Cumhurbaşkanı Abdullah Gül'ün babası Ahmet Hamdi Gül'ün cenaze
töreni AK Parti içinde uzun zamandır eksikliği hissedilen bir
birlik görüntüsüne sahne oldu.
Aslında Ahmet Hamdi Gül'ün hayat hikâyesi, Türkiye'nin en çok
ihtiyaç duyduğu ilham öykülerinden birini oluşturuyor.

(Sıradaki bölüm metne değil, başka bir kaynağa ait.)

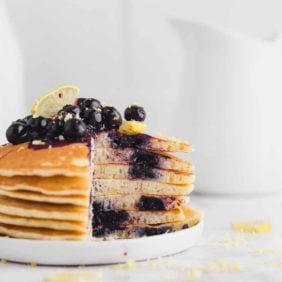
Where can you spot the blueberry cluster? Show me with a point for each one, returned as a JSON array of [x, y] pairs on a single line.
[[73, 122], [134, 112]]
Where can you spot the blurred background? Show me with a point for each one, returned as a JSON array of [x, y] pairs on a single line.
[[124, 51]]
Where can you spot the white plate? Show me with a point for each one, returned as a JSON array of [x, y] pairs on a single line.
[[98, 252]]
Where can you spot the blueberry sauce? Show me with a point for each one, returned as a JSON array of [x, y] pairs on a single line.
[[110, 219], [138, 141], [149, 203]]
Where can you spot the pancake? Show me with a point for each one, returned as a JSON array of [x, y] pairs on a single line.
[[67, 160], [117, 140], [123, 217], [119, 171], [54, 185], [102, 187], [39, 197], [23, 208], [139, 202], [127, 155], [43, 223], [39, 233], [192, 218]]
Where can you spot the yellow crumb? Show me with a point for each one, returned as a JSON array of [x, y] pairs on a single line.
[[252, 226], [193, 274], [20, 149], [261, 251], [33, 264], [75, 276], [132, 127]]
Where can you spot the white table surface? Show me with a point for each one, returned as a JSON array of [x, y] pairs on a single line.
[[220, 255]]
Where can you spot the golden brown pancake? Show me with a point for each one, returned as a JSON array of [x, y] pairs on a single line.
[[22, 208], [43, 223], [39, 233], [79, 200], [68, 160], [54, 185]]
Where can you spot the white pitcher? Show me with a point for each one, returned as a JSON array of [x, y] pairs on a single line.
[[230, 108]]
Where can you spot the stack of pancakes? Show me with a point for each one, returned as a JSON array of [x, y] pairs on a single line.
[[44, 193], [139, 187], [116, 186]]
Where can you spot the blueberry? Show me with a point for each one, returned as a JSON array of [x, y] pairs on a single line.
[[140, 171], [89, 103], [112, 118], [37, 127], [74, 128], [135, 112], [17, 133], [94, 118], [72, 109]]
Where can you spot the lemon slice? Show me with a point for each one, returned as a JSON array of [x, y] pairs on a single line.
[[132, 127], [50, 103]]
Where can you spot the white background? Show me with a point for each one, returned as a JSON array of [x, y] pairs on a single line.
[[119, 51]]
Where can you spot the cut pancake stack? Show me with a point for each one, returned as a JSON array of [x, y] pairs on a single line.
[[44, 194], [117, 186], [139, 187]]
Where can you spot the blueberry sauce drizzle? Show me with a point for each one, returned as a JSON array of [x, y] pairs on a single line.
[[150, 203], [121, 141], [110, 219]]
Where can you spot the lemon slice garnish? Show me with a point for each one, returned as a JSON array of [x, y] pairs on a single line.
[[132, 127], [50, 103]]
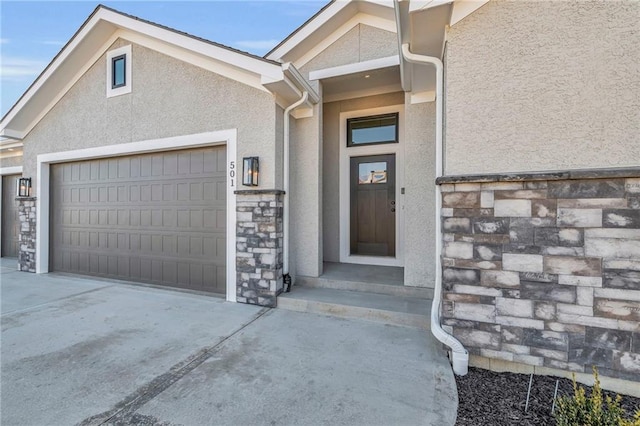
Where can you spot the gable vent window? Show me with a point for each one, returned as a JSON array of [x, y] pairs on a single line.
[[119, 71]]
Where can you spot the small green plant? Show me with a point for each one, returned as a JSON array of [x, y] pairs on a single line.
[[594, 410]]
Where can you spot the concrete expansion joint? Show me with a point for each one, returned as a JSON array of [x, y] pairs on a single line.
[[126, 409]]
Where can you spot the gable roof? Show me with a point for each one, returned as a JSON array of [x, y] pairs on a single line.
[[104, 26]]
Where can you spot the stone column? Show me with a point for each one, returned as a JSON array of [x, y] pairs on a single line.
[[259, 234], [27, 235]]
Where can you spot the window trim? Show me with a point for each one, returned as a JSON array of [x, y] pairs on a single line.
[[112, 56], [393, 115]]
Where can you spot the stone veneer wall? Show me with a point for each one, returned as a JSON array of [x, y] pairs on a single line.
[[27, 235], [259, 233], [545, 269]]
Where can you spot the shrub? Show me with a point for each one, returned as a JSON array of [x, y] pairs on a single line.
[[580, 410]]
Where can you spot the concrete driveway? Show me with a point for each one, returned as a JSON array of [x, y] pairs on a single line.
[[85, 351]]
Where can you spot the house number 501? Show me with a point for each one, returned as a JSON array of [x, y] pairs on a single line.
[[232, 173]]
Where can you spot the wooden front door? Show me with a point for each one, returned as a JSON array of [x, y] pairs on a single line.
[[373, 205]]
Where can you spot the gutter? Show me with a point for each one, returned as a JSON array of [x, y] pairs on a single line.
[[459, 355], [285, 214]]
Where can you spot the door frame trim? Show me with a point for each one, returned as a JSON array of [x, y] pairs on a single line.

Mütevazı bir kökenden gelen Gül, 17 yaşında Atatürk’ün emriyle
Kayseri’de Cumhuriyet’in ilk yıllarında kurulan ve Türkiye’nin ilk
millî uçaklarını imal eden Hava İkmal Bakım Merkezi’nde tornacı
olarak çalışmaya başladı. Kendi ifadesi ile; "bizim kültürümüzde
çalışmak da ibadet" idi. Dürüstlüğü ve çalışkanlığı ile fabrikadaki
işçiler tarafından büyük saygı görecek ve onların hayat şartlarını
geliştirmek için mücadele edecekti.
Dindar kimliği ile modern sanayiye güveni arasında bir çelişki
yoktu. Çocuklarının eğitimi onun için hayattaki en önemli şeylerden
biri olacaktı.
Ahmet Hamdi Gül, çalıştığı fabrikadaki işçilerin haklarını savunmak
için önemli girişimlerde bulundu. Bu süreçte ilginç bir dostluk
başlayacaktı.
Kemal Sadık Gökçeli, yani Türkiye'nin tanıdığı ismiyle Yaşar Kemal,
askerliğini Kayseri'de yaparken Ahmet Hamdi Gül ile aynı fabrikada
çalışacaktı.
Dünyaya bambaşka pencerelerden bakan bu iki genç adam yıllar boyu
süren bir dostluk kurdu. Adalet kavramına duydukları inanç ve
eşitlik anlayışları, siyasi farklılığın önüne geçecek ve aralarında
güçlü bir bağ geliştirdi.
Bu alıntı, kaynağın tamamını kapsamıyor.